The Reception Team personnel consist of officials from NADMA, personnel Fire and Rescue Department as Ground Mission Commander and medical personnel from the MOH. Medical personnel from MOH comprises Emergency Physician, Public Health Physician, Nurse, Assistant Medical Officer, Pathologist and Laboratory Technician. The team utilises the Air Disaster Unit (ADU) as base of the operations. The team is tasked to perform second triaging to identify and segregate symptomatic repatriates or those requiring special assistance to MOH-assigned hospitals.
Passenger disembarkation process occur in several groups of 40 into a bus that will ferry them from the aircraft parking bay to the ADU. Passengers seated in the Clean Zone were the first group to disembark, followed by the symptomatic repatriates, asymptomatic repatriates and lastly the flight crew and medical team seated at the rear of the aircraft.

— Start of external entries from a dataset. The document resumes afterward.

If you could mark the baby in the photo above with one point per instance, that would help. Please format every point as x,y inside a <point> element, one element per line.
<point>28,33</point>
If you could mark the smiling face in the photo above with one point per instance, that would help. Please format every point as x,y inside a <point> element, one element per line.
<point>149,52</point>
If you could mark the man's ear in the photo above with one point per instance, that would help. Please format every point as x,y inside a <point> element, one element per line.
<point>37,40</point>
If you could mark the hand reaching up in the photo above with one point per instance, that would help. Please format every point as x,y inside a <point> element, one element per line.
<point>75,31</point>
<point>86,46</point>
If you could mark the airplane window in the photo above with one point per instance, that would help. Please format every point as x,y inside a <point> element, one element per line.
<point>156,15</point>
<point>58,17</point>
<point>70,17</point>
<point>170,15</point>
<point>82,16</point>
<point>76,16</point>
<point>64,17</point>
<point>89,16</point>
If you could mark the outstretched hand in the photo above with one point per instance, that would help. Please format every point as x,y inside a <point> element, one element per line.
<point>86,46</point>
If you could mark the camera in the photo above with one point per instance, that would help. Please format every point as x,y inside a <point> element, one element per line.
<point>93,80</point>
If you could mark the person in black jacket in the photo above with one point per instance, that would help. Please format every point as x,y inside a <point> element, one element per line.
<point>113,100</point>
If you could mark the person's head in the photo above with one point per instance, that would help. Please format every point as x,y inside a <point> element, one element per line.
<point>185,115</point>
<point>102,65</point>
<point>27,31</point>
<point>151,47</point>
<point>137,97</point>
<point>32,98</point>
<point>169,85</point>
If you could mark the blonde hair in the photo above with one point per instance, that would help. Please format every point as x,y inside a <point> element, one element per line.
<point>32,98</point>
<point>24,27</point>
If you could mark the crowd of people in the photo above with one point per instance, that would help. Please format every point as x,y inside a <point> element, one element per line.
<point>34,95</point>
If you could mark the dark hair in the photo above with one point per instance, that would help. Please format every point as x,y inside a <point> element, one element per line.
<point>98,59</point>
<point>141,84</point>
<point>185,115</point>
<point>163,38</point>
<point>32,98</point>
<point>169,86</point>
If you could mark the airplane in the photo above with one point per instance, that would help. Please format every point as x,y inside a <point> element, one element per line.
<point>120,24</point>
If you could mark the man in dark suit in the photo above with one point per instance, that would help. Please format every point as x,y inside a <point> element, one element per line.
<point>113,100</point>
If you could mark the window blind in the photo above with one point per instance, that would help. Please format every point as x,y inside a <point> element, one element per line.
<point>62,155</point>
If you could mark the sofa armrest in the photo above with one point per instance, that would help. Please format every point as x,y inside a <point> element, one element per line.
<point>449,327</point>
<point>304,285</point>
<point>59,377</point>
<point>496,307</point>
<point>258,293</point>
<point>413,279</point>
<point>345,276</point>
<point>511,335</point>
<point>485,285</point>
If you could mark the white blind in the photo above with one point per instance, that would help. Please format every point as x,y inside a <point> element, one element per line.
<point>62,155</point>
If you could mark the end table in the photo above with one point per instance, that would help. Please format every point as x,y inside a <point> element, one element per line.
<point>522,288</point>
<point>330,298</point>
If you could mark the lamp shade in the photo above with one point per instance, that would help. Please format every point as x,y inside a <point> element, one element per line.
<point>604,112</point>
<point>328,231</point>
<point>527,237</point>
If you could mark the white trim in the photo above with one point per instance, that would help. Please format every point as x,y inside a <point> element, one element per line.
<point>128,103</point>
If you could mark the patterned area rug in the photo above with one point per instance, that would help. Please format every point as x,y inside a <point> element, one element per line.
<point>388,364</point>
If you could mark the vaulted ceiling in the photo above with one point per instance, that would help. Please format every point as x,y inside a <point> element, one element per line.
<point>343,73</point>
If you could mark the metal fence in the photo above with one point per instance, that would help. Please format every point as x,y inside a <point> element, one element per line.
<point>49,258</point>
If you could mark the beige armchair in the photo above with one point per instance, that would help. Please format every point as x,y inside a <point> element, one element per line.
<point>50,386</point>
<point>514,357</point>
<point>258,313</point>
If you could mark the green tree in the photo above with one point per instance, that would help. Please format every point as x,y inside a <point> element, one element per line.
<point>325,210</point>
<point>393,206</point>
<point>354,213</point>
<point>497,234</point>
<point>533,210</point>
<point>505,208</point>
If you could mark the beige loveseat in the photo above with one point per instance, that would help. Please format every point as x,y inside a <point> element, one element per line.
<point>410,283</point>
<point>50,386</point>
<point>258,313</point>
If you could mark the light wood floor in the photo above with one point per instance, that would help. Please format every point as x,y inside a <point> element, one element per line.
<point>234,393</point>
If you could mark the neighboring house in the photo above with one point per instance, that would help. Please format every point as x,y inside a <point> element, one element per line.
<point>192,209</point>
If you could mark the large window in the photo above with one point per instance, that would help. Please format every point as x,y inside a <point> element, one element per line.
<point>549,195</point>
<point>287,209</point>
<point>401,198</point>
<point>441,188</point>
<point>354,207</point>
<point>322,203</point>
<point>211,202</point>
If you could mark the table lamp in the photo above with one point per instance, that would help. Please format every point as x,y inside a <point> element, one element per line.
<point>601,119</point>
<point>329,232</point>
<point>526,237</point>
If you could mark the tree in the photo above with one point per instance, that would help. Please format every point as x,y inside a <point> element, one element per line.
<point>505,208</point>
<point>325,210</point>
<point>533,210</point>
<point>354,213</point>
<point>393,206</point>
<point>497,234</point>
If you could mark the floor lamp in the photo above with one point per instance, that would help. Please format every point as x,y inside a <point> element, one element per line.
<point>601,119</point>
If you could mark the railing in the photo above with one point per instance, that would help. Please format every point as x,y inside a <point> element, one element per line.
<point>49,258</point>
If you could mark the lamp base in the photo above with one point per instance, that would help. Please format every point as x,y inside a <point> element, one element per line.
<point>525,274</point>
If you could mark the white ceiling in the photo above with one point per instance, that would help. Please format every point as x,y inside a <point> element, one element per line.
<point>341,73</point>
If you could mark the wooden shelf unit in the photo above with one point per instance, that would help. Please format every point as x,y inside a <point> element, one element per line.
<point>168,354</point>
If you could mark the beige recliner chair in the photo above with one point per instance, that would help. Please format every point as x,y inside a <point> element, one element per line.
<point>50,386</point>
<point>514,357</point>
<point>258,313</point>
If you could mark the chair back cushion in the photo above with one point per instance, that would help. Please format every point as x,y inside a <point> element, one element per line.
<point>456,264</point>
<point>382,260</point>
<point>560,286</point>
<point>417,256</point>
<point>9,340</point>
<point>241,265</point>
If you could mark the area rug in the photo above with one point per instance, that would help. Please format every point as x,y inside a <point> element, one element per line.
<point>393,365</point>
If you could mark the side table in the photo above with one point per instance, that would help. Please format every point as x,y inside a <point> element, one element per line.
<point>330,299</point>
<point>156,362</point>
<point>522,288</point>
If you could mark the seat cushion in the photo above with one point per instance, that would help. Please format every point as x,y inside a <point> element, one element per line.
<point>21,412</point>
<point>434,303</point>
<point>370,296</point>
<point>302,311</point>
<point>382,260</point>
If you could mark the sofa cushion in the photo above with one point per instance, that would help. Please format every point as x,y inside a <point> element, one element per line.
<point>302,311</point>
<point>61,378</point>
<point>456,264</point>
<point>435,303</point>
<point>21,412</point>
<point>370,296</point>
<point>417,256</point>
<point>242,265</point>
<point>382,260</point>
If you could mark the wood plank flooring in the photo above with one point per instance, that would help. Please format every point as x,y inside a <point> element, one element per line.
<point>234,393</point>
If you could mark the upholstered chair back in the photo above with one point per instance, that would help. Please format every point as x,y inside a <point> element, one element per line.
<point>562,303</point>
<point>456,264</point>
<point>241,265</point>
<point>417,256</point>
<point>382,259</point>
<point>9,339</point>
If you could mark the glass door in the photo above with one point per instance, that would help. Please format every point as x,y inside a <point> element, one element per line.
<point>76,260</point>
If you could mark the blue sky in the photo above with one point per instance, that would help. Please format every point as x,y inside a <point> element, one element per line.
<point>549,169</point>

At the ADU, all repatriates undergo several processes beginning with decontamination, health screening, screening swab test and boarding of the bus that will ferry them to a designated surveillance centre. Our reception protocol followed the two-step process of identification of potential repatriates at risk of symptoms, followed by isolating for secondary evaluation and testing at designated hospital (14).
Decontamination process involved the changing of clothing from civilian attire to patient attire. Non-perishable personal items were sanitized and sealed to prevent contamination of clean areas. The change of clothing to a patient’s attire assist in identification of repatriates from other personnel in the ADU. Six-lanes were set up for decontamination to minimise crowding and waiting times. Fast track lanes for the elderly, children and responders were made available.

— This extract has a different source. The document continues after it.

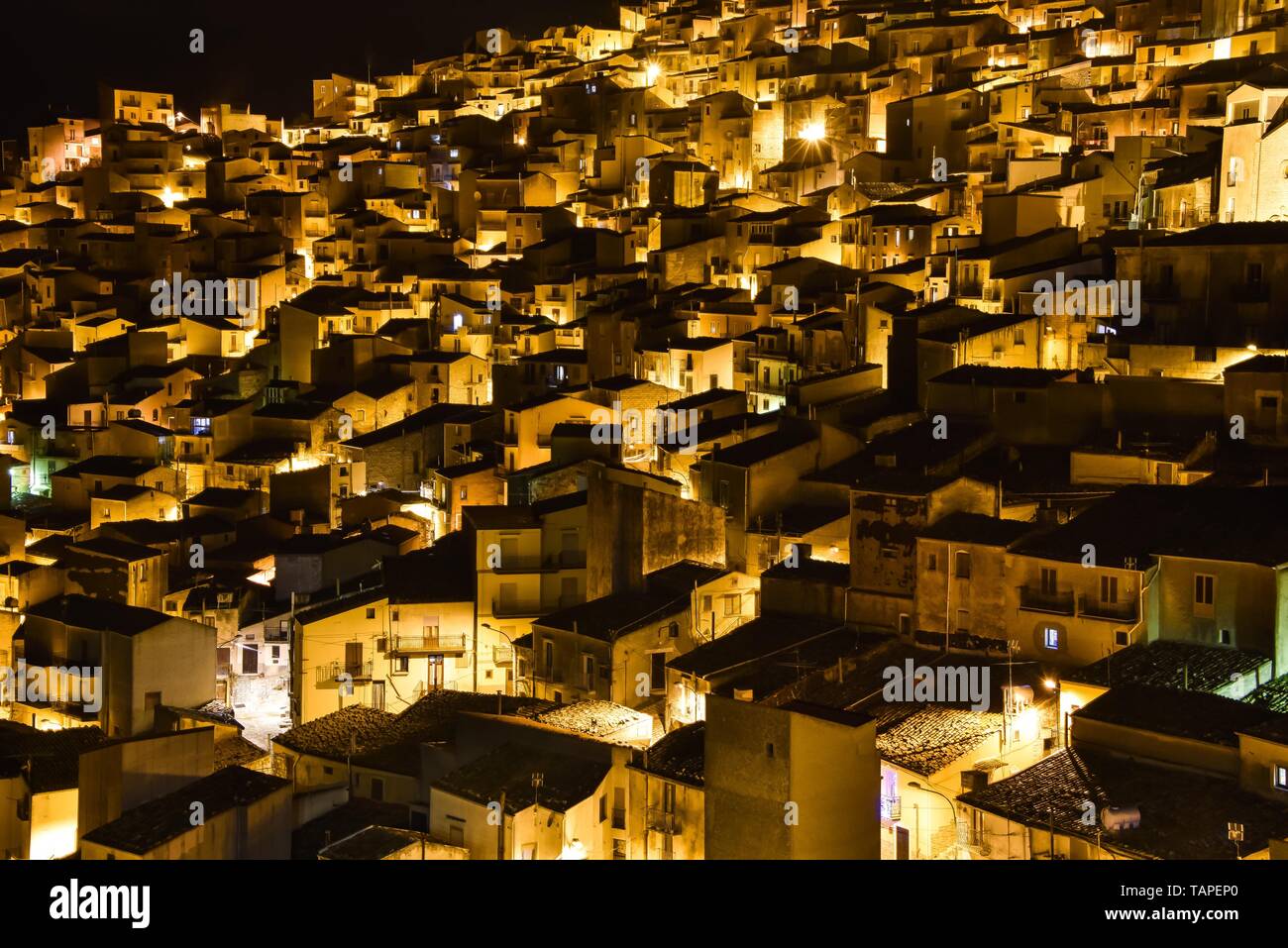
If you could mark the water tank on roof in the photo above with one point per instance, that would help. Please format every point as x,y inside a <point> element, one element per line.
<point>1120,818</point>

After the decontamination process, symptomatic repatriates or those requiring special assistance are segregated and transported to designated hospital. Other repatriates then undergo a swab test before boarding a bus to the designated Surveillance Centre. Repatriates are provided with meal packs prior to boarding of the bus.
The Flight Team had to undergo similar process as the repatriates except for swab test upon arrival. Swab test was only performed if any were symptomatic. However, the mission to Indonesia we made it compulsory for the Flight Team to be tested on arrival. This mission is unique and considered high risk as the repatriates are mostly religious studies students and previous border entry screening for travellers from the area had high percentage of positive results. In all mission the Flight Team had to undergo a 24-hour stay in the designated Surveillance Centre.

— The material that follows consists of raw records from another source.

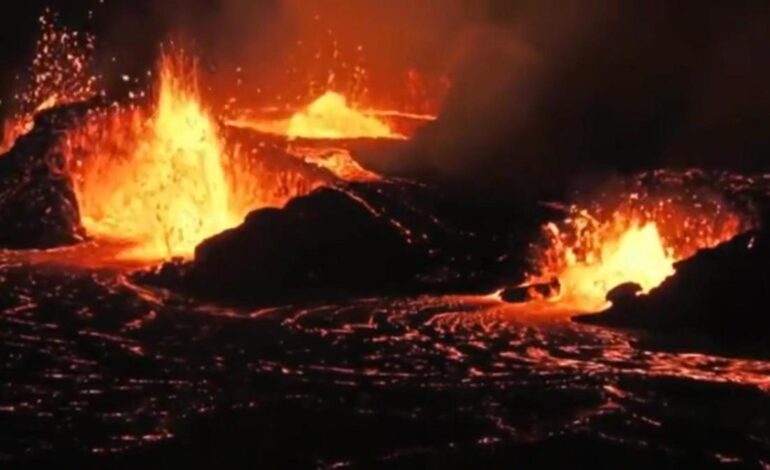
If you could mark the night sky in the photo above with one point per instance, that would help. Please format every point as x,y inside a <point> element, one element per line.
<point>542,89</point>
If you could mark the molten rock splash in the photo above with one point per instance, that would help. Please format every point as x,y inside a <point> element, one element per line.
<point>634,238</point>
<point>157,179</point>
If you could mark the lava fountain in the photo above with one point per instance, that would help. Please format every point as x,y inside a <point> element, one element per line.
<point>638,241</point>
<point>156,179</point>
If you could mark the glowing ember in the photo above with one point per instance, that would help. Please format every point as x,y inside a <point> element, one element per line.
<point>331,117</point>
<point>58,74</point>
<point>157,181</point>
<point>639,242</point>
<point>636,255</point>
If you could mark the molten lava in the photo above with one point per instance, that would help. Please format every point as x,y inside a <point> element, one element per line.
<point>331,117</point>
<point>637,255</point>
<point>164,189</point>
<point>638,242</point>
<point>59,74</point>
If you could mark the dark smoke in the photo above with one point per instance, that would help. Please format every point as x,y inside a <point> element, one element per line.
<point>548,90</point>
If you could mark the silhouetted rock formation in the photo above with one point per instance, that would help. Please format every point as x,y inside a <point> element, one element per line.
<point>720,296</point>
<point>38,208</point>
<point>326,242</point>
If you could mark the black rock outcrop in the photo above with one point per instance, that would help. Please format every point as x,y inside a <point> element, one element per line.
<point>718,297</point>
<point>38,207</point>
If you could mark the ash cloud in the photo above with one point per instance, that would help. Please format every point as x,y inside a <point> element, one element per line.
<point>547,90</point>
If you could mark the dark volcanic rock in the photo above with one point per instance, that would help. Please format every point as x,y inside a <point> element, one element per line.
<point>325,243</point>
<point>719,295</point>
<point>624,293</point>
<point>38,208</point>
<point>526,293</point>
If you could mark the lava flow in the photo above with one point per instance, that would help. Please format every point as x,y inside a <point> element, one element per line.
<point>163,179</point>
<point>637,242</point>
<point>58,74</point>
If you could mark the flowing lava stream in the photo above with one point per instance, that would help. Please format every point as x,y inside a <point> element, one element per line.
<point>157,179</point>
<point>638,243</point>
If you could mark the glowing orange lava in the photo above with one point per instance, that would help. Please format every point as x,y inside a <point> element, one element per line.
<point>165,189</point>
<point>590,257</point>
<point>59,74</point>
<point>161,179</point>
<point>332,117</point>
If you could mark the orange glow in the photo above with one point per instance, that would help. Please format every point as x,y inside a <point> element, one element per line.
<point>58,74</point>
<point>590,257</point>
<point>169,192</point>
<point>332,117</point>
<point>163,179</point>
<point>636,255</point>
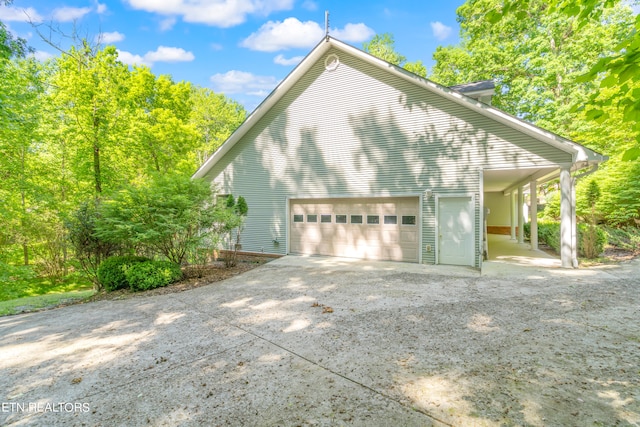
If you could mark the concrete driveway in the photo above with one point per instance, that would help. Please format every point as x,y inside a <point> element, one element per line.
<point>322,341</point>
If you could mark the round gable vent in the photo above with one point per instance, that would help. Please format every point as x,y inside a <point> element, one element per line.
<point>331,62</point>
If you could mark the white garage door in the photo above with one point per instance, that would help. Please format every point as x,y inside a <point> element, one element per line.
<point>376,228</point>
<point>455,227</point>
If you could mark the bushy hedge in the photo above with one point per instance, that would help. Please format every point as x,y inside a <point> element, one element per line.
<point>549,233</point>
<point>112,271</point>
<point>152,274</point>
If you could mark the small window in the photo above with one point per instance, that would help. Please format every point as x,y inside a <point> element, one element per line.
<point>408,220</point>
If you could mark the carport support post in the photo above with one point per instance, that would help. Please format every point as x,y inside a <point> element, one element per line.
<point>520,214</point>
<point>567,220</point>
<point>512,211</point>
<point>533,190</point>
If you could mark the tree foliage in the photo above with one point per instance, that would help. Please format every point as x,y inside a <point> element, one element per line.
<point>617,69</point>
<point>168,215</point>
<point>535,57</point>
<point>383,46</point>
<point>81,126</point>
<point>549,61</point>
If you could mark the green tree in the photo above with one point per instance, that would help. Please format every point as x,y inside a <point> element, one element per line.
<point>168,215</point>
<point>383,46</point>
<point>162,138</point>
<point>535,58</point>
<point>87,89</point>
<point>20,195</point>
<point>215,117</point>
<point>618,69</point>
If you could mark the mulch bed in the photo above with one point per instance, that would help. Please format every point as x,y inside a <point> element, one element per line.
<point>195,277</point>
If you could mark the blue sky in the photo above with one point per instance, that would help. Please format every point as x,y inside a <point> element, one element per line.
<point>242,48</point>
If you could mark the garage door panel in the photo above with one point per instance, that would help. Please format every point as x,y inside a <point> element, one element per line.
<point>408,236</point>
<point>373,238</point>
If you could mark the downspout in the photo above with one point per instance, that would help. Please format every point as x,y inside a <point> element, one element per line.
<point>574,225</point>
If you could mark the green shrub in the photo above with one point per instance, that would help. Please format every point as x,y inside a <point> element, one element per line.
<point>549,232</point>
<point>627,238</point>
<point>152,274</point>
<point>591,239</point>
<point>111,272</point>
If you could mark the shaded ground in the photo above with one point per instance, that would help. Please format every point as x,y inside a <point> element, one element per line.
<point>327,342</point>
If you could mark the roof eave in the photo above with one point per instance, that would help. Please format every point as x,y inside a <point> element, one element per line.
<point>578,152</point>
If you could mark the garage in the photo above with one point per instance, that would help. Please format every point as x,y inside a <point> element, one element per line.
<point>370,228</point>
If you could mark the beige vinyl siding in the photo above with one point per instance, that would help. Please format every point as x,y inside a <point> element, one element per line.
<point>359,131</point>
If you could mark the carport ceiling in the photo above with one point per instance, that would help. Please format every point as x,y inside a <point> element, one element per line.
<point>501,180</point>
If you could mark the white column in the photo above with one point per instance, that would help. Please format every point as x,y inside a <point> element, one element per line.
<point>520,214</point>
<point>533,189</point>
<point>512,209</point>
<point>574,226</point>
<point>566,220</point>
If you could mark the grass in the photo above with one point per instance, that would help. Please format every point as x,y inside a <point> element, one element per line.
<point>34,286</point>
<point>25,304</point>
<point>21,290</point>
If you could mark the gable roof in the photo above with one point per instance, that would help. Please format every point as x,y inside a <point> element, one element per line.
<point>581,155</point>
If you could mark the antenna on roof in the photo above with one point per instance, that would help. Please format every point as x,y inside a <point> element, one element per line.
<point>326,24</point>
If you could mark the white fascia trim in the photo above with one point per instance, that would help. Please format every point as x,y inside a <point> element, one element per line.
<point>578,152</point>
<point>352,196</point>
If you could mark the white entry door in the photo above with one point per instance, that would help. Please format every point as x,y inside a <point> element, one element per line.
<point>455,230</point>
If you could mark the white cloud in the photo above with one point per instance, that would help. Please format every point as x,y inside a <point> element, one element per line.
<point>169,54</point>
<point>69,14</point>
<point>235,81</point>
<point>161,54</point>
<point>281,60</point>
<point>101,8</point>
<point>440,31</point>
<point>168,23</point>
<point>291,33</point>
<point>131,59</point>
<point>353,33</point>
<point>108,38</point>
<point>16,14</point>
<point>219,13</point>
<point>310,5</point>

The objective of the Surveillance Team is to perform daily health surveillance for presence of the infection for 14 days prior to home discharge. Repatriates will remain for a period of 14 days in the designated centres. During their stay, symptomatic and repatriates tested positive on first swab were isolated and sent to designated hospital for isolation. Besides getting access to healthcare needs, repatriates were also provided with Mental Health Psychosocial Service (MHPSS). The pandemic together with travel restrictions imposed by governments creates many uncertainty and anxiety (6).
Since the Government of Malaysia does not mandate stranded citizens in foreign country to have swab test done prior to registration for flight; there is a risk that infected repatriates may be asymptomatic upon entry screening (15). A repeat swab done on day 13 and results made available prior to discharge to home.